Site search using Lunr

Site search using Lunr

With lunr_index (and optionally lunr_index_fields) in wmk_config.yaml, wmk will build a search index for Lunr.js and place it in idx.json in the webroot. In order to minimize its size, no metadata about each record is saved to the index. Instead, a simple list of pages (with title and summary) is placed in idx.summaries.json. The summary is taken either from one of the frontmatter fields summary, intro or description (in order of preference) or, failing that, from the start of the page body.

If lunr_languages is present in wmk_config.yaml, stemming rules for those languages will be applied when building the index. The value may be a two-letter lowercase country code (ISO-639-1) or a list of such codes. The currently accepted languages are de, da, en, fi, fr, hu, it, nl, no, pt, ro, and ru (this is the intersection of the languages supported by lunr.js and NLTK, respecively). The default language is en. Attempting to specify a non-supported language will raise an exception.

The index is built via the lunr.py module and the stemming support is provided by the Python Natural Language Toolkit.

For information about the supported syntax of the search expression, see the Lunr documentation.

Note that because Lunr creates a single index file for the whole site, it may not be a practical option for large sites with lots of content – a realistic limit may be somewhere around 1,000 pages or so. In such a case, you may want to consider using solutions that break the index up into smaller chunks, such as Pagefind. Alternatively, you should look into a server-side or hosted solution such as Algolia or Meilisearch.

Limitations

  • Building the index does not mean that the search functionality is complete. It remains to point to lunr.js in the templates and write some javascript to interface with it and display the results. However, since every website is different, this cannot be provided by wmk directly. It is up to the template (or theme) author to actually load the index and present a search interface to the user.
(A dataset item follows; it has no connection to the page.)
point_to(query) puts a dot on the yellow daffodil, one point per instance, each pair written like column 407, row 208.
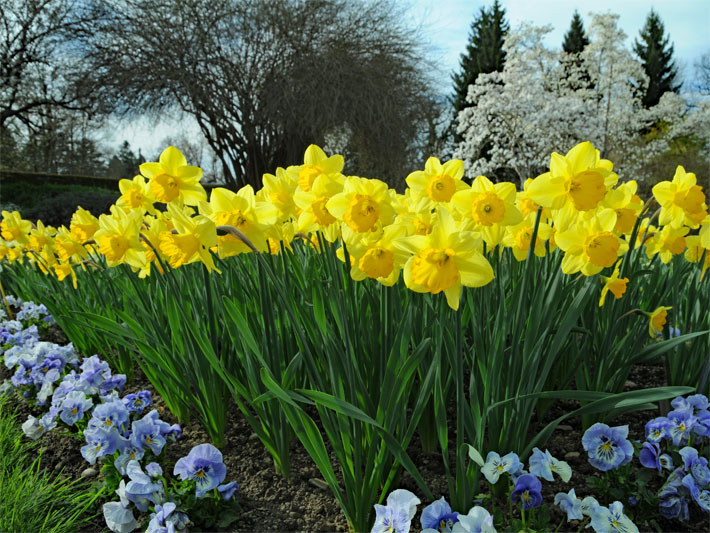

  • Similarly, if a “fancy” preview of results is required which cannot be fulfilled using the information in idx.summaries.json, this must currently be solved independently by the template/theme author.

  • Note that only the raw content document is indexed, not the HTML after the markdown (or other input content) has been processed. The only exception to this is that the binary input formats (DOCX, ODT, EPUB) are converted to markdown before being indexed. The output of Mako templates (including shortcodes called from the content documents) is not indexed either.